DHA and EPA play an essential role in brain development and functioning. This is why a proper balance of these acids in the body can play a key role in preventing a development of Alzheimer’s or dementia symptoms. A part of the brain in charge of memory, called hippocampus, is shielded by omega 3 acids and some studies have shown that people with insufficient levels of these acids have a smaller hippocampus than those with higher levels.
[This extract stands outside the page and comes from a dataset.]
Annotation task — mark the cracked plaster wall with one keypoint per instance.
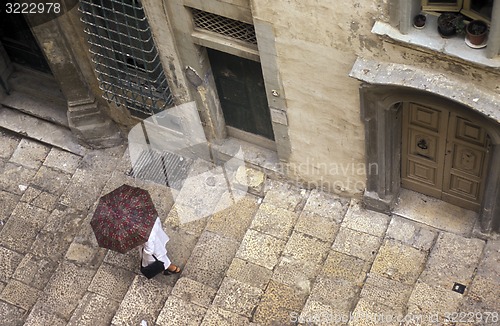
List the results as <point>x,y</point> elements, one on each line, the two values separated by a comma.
<point>317,44</point>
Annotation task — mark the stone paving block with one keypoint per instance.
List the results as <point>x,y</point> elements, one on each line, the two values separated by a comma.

Another beneficial aspect of omega 3 acids is improving cardiovascular health. Higher levels of these acids seem to be directly proportional to lower risk of developing different cardiovascular diseases. This effect is caused by a combination of factors like lowering blood pressure and triglycerides, reducing inflammation etc.
Omega 6 Benefits
The other important group of fatty acid, omega 6 also play a very important role for your overall health. People who mostly consume western cuisine should probably not worry about low intake of omega 6 acids, as food like corn, sunflower oil and animal fat, which are very prominent in the western diet, abound in these acids.
There are two main distinguishable types of omega 6 acids:
- AA – arachidonic acid
- LA – linoleic acid
When talking about benefits of omega 6, there are three main areas to emphasize, first and foremost being cell growth. For this particular reason, AA is often added to baby food formulas as this is the most crucial time for development of the brain and muscular cells.
LA is in charge of the production of hormone-like messengers. These messengers trigger immune responses, impact mood changes, depression, attention deficit hyperactivity disorder (ADHA), schizophrenia and more. Similar messengers produced by AA are essential for feelings of pain, swelling, inflammation etc. Although this may not seem like a good thing, all these are in fact signals in your body that something is wrong and these signals serve to prevent further injuries or damage.
Omega 6 acids also play an important role in the transmission of nerve impulses.
It is clear that omega 6 play an important role in our organism, but this is only true when things are just right. If omega 6 levels become too high, there is potential for many unwanted complications. If these usually beneficial signals, like pain or inflammations, are not turned off right after the danger is gone, our body is faced with a whole new problem caused by very acids in charge of keeping things in order.
The reason why omega 3 and omega 6 are considered in the same context is because they can only work together. Without omega 3 acids, omega 6 signals cannot be turned off and inevitable health complications will follow.
Omega 3 vs Omega 6
As we can see, both of these types of fatty acids have a crucial role in functioning of our bodies, and although they are essentially different types, they can only work together and a healthy balance is crucial for maintaining proper functions.
Perfect omega 6 to omega 3 ratio is about 2 : 1. This ratio should provide for nearly perfect balance and prevent any problems. However, as we have mentioned, our diet is often very rich in omega 6 acids, while omega 3 are only contained in certain types of food that we have to actually plan into our daily diets.
According to some researchers, it is not uncommon for an average person today to actually take in about 15 times more of omega 6 than omega 3 acids. This creates an unbalance that can actually negate all the potential benefits.
This is why omega 3 and omega 6 is such an important topic in this day and time. Too much omega 6 acids will block omega 3 activity and this can lead to serious health complications. Therefore, it is advised to consciously try to consume the smallest necessary amounts of omega 6 while supplementing your diet with as many omega 3 rich foods as possible.
Introducing more fish to your diet will go a long way towards achieving a good balance, especially if you try at the same time to avoid as much as possible some of the common products like sunflower oil. This way you will avoid much health related issues down the road and will also get to enjoy some new food recipes that you might actually find quite tasteful.